Floating Point, Why are you so buoyant?

Floating point precision can often be confusing to people.  The following code block should illustrate some important things to keep in mind about floating point numbers. In this block I am attempting to get the value 64,000,000 in two different ways.

float v = 400400400;
float w = 0;

for (int i = 0; i < 400; i++)
{
    for (int j = 0; j < 400; j++)
    {
        for (int k = 0; k < 400; k++)
        {
            w += 1;
        }
    }
}

Console.WriteLine(“v: “ + v);
Console.WriteLine(“w: “ + w);

On line one I am put 400*400*400 directly into the float v.  Then I declared a float w.  I have w incremented 64,000,000 times.  Once this process is done I print out the numbers.  These are the results you get:

v: 6.4E+07
w: 1.677722E+07

The value for v is correct but why is w not equal to v?
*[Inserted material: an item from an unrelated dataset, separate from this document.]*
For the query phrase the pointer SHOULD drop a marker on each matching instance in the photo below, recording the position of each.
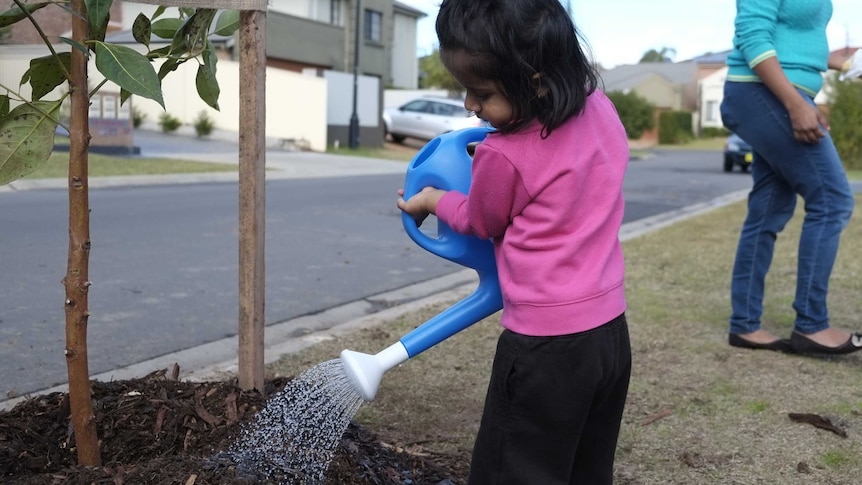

The first instinct many might have when a number stored in a variable is wrong is that it must be an overflow.  However, v is able to display the correct value and its the same type as w.  The reason v and w are different is because of floating point precision.  A float is able to represent the number 64,000,000 but when the program attempts to get to this value by incrementing it eventually hits a road block and the variable won’t change anymore.  This occurs when w becomes the values 1.677722 x 10^7.  At this point w has used up all of its mantissa (or significant digit portion) and can no longer represent the next number.   As a you store larger and larger value in a floating point number its precisions (how often it will have n+1 if it has n) decreases. (For more information about floating point numbers see Floating Point Numbers.)

CHALLENGE:

If you run the above program with optimizations on you will always get the correct answer.  My question to everyone who reads this (basically me :) ) is how are optimizations making this work differently.